When the priest asked parishioners to "adopt" the graves of Americans in the nearby U.S. Military Cemetery at Margraten, The Netherlands, Harry Van Der Tuyn thought it might be a small but altogether fitting means of repaying the liberators of his country. At first his soldier was unknown to Van Der Tuyn, except for the name Pfc. Edward John Magee on the plain white marker.
That was seven years ago, and Van Der Tuyn and his wife have faithfully performed their task ever since. They prayed for the fallen soldier and, on Memorial Day, Magee's birthday and all Holy Days, they put fresh flowers on the grave. When Van Der Tuyn learned the name of the soldier's brother, he wrote to Bordentown, N. J. to give him an account of his works. James Magee Jr. promptly answered, and a long and warm correspondence began.
The Dutch family learned that Pfc. Magee, a lively kid, had left college and joined the Army shortly after Pearl Harbor. He shipped overseas, worked as an engineer in England and along the famed Red Ball Express through France, and got safely through the war. Three weeks after V-E Day, in May 1945, Magee was on duty as a sapper, clearing out old minefields near Bremerhaven. An unexploded mine went off, killing him instantly. He was 23.
James Magee, who is publisher of the weekly Bordentown Register, learned from the letters from Holland that the Van Der Tuyns' fondest hope was to go to America and settle down there. He encouraged them, and the Dutch family studied diligently, soon began to write him in clumsy English.

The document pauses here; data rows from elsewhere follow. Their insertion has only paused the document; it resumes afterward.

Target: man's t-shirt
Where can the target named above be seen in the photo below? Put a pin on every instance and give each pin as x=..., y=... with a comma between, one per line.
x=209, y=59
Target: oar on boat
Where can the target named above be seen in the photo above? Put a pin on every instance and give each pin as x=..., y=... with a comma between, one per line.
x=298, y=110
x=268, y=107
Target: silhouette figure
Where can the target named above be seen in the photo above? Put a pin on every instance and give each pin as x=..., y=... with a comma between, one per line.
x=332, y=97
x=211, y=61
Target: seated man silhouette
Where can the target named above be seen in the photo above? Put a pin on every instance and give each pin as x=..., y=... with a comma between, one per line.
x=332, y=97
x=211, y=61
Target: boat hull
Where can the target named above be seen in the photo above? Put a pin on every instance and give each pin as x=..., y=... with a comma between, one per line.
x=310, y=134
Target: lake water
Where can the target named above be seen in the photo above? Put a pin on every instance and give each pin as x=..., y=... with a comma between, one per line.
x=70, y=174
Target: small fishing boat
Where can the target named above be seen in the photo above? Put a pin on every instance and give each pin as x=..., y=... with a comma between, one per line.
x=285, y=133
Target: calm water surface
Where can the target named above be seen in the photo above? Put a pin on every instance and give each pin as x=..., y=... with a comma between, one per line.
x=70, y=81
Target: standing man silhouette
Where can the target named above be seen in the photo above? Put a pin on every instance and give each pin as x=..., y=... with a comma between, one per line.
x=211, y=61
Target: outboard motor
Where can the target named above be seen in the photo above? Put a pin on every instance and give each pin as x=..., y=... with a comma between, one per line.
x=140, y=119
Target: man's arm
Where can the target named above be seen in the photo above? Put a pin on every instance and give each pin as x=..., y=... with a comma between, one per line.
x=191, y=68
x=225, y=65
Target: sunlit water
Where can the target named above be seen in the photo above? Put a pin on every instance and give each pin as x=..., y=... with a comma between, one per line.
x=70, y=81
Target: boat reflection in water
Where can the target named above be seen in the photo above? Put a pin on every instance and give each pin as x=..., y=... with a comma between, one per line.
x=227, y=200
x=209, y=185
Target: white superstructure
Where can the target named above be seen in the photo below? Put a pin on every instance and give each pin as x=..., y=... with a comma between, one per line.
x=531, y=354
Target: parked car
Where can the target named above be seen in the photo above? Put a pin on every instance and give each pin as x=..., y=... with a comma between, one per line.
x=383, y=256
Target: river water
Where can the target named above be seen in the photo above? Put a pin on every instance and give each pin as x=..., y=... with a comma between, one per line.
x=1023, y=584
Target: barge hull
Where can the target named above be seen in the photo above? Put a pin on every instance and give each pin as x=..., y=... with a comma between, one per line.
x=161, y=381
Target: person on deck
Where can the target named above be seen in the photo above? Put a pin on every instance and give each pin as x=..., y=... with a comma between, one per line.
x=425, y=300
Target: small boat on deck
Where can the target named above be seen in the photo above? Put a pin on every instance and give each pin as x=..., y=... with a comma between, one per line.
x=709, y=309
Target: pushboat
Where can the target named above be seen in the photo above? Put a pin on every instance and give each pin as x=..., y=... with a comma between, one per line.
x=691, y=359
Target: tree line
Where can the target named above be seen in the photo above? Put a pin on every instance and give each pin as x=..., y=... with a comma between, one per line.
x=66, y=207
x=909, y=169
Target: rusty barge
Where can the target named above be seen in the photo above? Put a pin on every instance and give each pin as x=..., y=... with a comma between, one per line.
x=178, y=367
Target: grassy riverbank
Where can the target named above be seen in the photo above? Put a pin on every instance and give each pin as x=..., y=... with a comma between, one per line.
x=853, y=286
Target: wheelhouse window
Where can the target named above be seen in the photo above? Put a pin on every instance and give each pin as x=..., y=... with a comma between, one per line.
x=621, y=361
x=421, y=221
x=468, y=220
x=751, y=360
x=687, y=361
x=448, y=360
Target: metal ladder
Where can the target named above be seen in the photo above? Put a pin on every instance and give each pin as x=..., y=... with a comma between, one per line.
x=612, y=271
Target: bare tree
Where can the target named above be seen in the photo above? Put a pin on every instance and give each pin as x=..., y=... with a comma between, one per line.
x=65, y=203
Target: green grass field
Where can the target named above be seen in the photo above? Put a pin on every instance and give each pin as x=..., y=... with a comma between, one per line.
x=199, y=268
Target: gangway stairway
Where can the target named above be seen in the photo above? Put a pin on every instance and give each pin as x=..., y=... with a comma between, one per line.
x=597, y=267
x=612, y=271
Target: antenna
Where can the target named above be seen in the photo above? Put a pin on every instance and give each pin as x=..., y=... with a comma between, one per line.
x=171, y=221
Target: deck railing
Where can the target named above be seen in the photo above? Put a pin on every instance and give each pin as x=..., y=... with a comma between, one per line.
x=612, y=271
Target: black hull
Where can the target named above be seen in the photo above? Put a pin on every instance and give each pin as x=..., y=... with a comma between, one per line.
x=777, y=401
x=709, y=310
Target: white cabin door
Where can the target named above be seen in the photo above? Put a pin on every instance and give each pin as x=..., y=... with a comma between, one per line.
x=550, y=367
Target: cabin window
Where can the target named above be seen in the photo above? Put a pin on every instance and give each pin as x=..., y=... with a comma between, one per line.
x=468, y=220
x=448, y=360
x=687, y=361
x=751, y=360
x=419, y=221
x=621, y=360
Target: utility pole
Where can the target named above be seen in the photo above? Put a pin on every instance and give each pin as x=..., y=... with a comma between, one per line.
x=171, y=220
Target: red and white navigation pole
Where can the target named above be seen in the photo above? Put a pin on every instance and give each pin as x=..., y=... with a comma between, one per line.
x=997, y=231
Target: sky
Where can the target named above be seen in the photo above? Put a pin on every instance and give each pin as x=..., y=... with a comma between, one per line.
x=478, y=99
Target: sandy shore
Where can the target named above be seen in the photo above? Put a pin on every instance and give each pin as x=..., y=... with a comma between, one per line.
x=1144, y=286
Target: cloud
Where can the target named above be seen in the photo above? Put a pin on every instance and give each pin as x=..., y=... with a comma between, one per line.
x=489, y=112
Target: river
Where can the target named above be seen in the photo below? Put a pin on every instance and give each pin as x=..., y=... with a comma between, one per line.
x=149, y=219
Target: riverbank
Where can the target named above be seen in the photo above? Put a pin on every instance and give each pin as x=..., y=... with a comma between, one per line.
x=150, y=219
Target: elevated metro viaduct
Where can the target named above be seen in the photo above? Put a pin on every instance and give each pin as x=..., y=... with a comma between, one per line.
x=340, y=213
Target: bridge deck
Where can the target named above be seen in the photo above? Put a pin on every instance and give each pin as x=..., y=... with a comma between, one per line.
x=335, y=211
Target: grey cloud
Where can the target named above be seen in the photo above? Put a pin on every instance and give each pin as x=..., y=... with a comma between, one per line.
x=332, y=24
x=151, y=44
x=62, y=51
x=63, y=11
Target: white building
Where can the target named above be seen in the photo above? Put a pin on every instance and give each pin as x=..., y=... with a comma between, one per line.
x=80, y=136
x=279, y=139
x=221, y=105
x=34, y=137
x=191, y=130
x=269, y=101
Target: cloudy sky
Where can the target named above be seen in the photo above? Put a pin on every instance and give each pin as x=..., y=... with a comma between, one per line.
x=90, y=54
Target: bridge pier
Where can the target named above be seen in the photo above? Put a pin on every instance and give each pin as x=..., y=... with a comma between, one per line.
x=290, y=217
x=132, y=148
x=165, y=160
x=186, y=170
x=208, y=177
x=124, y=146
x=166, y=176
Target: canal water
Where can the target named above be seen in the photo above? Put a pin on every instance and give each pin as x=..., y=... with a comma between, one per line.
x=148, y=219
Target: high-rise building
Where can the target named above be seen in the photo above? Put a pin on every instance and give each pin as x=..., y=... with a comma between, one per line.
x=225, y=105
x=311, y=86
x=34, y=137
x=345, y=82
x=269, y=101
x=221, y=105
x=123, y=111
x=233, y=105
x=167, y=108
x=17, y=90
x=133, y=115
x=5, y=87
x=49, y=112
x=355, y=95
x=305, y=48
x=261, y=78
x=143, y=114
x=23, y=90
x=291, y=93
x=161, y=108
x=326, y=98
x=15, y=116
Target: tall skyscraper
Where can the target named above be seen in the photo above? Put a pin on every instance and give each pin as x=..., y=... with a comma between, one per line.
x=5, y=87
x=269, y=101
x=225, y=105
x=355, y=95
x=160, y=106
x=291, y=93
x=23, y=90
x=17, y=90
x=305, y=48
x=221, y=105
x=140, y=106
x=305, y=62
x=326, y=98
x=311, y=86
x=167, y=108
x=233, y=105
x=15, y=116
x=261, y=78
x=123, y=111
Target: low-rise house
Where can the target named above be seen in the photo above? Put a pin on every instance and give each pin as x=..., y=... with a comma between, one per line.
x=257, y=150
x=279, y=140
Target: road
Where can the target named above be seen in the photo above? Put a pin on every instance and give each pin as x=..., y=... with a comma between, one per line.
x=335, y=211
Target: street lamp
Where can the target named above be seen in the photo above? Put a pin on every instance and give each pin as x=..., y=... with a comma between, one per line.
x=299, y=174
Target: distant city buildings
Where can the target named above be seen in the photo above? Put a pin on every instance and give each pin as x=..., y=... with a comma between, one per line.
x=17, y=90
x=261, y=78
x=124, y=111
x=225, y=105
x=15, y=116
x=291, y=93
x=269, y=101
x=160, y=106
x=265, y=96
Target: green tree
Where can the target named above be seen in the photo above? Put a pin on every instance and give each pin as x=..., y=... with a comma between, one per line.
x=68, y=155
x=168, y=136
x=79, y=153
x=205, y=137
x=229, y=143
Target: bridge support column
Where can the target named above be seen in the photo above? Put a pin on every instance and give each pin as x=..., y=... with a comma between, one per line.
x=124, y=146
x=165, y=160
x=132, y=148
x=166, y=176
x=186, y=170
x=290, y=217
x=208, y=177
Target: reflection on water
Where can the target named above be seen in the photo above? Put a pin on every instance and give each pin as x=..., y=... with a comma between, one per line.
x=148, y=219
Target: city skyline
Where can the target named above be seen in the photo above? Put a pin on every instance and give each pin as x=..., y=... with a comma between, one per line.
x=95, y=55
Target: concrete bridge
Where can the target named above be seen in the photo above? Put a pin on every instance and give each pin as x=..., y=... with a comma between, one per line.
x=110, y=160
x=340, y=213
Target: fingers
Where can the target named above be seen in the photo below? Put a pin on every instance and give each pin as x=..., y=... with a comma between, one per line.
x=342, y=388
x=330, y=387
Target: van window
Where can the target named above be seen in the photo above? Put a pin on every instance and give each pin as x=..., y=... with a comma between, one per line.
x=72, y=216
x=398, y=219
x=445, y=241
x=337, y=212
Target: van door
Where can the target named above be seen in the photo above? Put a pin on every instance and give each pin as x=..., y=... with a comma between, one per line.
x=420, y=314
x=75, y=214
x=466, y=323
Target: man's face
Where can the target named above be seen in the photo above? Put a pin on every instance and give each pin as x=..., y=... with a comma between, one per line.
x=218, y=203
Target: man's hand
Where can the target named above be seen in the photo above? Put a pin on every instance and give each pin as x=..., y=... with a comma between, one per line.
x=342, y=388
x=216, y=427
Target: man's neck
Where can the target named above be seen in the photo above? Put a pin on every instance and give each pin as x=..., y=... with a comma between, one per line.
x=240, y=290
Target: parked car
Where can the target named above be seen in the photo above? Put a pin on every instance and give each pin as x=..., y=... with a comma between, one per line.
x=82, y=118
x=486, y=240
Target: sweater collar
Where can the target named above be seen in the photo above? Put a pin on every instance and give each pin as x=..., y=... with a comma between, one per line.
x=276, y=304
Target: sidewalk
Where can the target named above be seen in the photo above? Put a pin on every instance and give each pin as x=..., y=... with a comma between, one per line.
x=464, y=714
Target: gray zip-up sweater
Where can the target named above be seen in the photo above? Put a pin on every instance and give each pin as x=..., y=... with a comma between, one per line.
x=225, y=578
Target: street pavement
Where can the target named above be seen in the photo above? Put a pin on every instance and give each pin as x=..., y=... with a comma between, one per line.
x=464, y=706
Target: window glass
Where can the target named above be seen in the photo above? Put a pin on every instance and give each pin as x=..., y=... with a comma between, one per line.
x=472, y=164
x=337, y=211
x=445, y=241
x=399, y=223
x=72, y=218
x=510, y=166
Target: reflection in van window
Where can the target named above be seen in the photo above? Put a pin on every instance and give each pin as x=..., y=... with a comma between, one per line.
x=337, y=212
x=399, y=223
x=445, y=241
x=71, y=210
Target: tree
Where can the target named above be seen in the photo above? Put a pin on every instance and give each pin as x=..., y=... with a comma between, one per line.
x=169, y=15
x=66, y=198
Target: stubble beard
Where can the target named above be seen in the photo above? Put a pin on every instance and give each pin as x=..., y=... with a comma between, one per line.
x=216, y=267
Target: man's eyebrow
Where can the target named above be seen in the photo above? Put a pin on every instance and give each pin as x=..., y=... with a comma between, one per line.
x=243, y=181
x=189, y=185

This week the dream came true: the Van Der Tuyns were on the high seas, bound for the U.S. and a new life. When they land at Hoboken this week, James Magee will be at dockside to welcome them. As their sponsor, he has promised to provide shelter for the Van Der Tuyns and their six apple-cheeked children, to help father Van Der Tuyn get a job. Back in Holland, Pfc. Magee's grave will not be forgotten: Madame Van Der Tuyn's sister has promised to care for it.